Two political newcomers are dueling for a wide-open school board seat in southwest Denver, a region of the city that has seen a multitude of school improvement efforts in recent years.

Angela Cobián, a former Denver teacher backed by pro-reform organizations and current board members, is facing off against parent and real estate agent Xóchitl “Sochi” Gaytán, who has the endorsement and the funding of the Denver Teacher’s Union.

In many ways, the race for the District 2 seat appears to follow a political storyline familiar to voters in the state’s largest school district: A candidate who disagrees with the district’s direction challenging one who supports it. Both have compelling personal stories to tell as they introduce themselves to voters.

Photo: Atom Stevens Photography
Xóchitl “Sochi” Gaytán, candidate for Denver Public School Board, District 2.

The Nov. 7 election has the potential to flip the school board majority. Four seats are up for grabs on a seven-member board whose current members unanimously back Denver Public Schools’ key policies, including its embrace of school choice and autonomy. Even if one challenger to the status quo prevails, a dissenting voice would shift board dynamics. The District 2 race is the only one this year that doesn’t feature an incumbent running for re-election.

Cobián and Gaytán both have roots in southwest Denver.

Cobián, 28, is the daughter of Mexican immigrants who bought a house there when she was in fifth grade, ending the frequent moves and school switches that marked her early education as an English language learner. When her mother got a job at an Englewood Head Start preschool, Cobián said she transferred to that city’s schools and graduated from Englewood High.

Cobián said she became the first in her family to go to college when she enrolled at Colorado College to study political science. Her goal was to get a PhD but she changed her mind after an experience she had while interning for an early childhood education organization.

She was at the home of a family in southwest Denver training a mom on how to help her young child develop literacy skills. The child’s grandmother was also there, and Cobián said she noticed the older woman was limping. When she asked why, she said the woman told her about a bungled surgery and an unapologetic doctor not willing to fix his error because he knew the woman was undocumented and would be too afraid to report him.

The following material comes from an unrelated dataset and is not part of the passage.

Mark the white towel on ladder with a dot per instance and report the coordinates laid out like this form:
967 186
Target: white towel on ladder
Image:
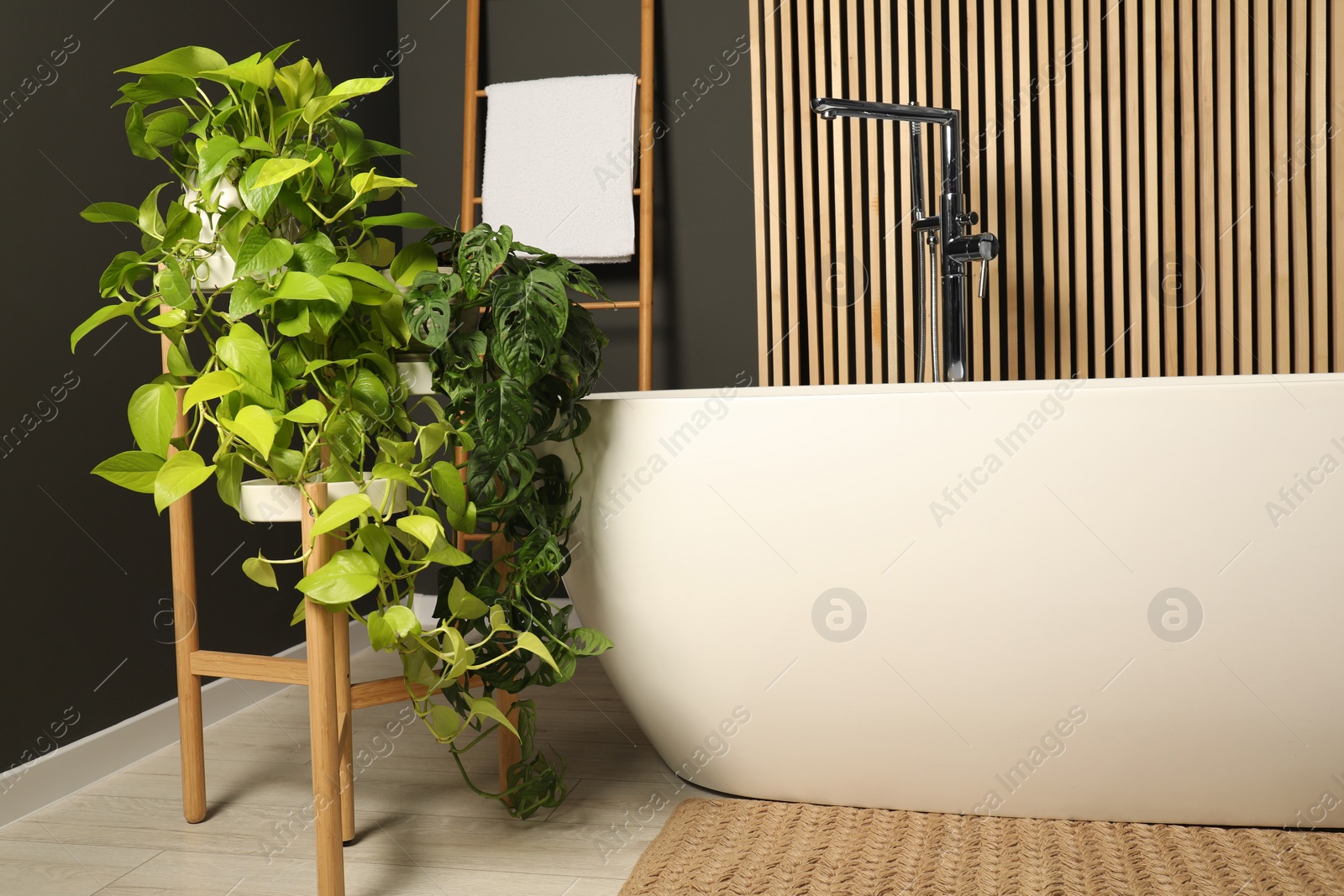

“I still feel like somebody punches me in the gut when I think about that moment,” Cobián said in a recent interview. “…You think about the success of that child and all of the different systemic barriers that trap them. That’s when I was like, ‘No way. I need to be a teacher.’”

Cobián joined Teach for America and spent two years teaching English language learners at Cole Arts and Science Academy, a low-income district-run school in northeast Denver. She left teaching to become a community organizer and now works for Leadership for Educational Equity, a nonprofit organization that trains educators to advocate for policy changes. School board candidate Jennifer Bacon, who is running in District 4, also works for the group.

Gaytán, 42, also grew up in Denver. She was born in México and said the experience of being an undocumented child in the city’s public schools means she truly understands what it’s like for students who are “living on the edge of society.” DPS doesn’t collect immigration status information but estimates several thousand of its 92,000 students are undocumented.

Gaytán said she attended several schools in the western part of the city because her family moved frequently in search of affordable rent. She graduated from southwest Denver’s Lincoln High and went on to earn a business degree from Metropolitan State University. Gaytán, who said she became a U.S. citizen as an adult, works as a real estate agent and volunteers as president of her neighborhood association, the Harvey Park Improvement Association.

She has said she and her husband moved to that neighborhood in part because of the reputation of the local district-run elementary school. Gaytán has two children and said her family’s own experience with school closure influenced her views on the controversial topic.

When they were getting ready to send their oldest son from Doull Elementary to Kunsmiller Middle School just blocks from their house, the school board voted to close it. Gaytán knew Kunsmiller was low-performing but said she felt confident her family could be part of an effort to turn things around. The announcement that it would close was “last-minute,” she said, and sent her and her husband scrambling to find a new middle school for their son.

In the end, they chose one about 10 miles away and adjusted their work schedules so one of them could drop him off and the other could pick him up. But it was a big sacrifice, she said, and left her wondering how less advantaged families were managing.

In addition to complicating logistics, she said the school closure left her community hurting.

“The message is, ‘You’re no good. Your child is no good. Your child is not performing. Therefore, we’re closing you down,’” Gaytán said. “It’s such a detriment to our community.”

As a school board member, Gaytán said she’d look to provide the social and emotional “wraparound services” that many struggling schools need instead of closing them.

DPS in recent years has closed schools based on poor performance, and the school board in 2015 adopted a policy that includes strict criteria for when to do so. Gaytán has campaigned as the candidate who will keep open her alma mater, Lincoln High, which is one of several schools in danger of meeting those criteria next year.

 

Melanie Asmar is a reporter with Chalkbeat.org.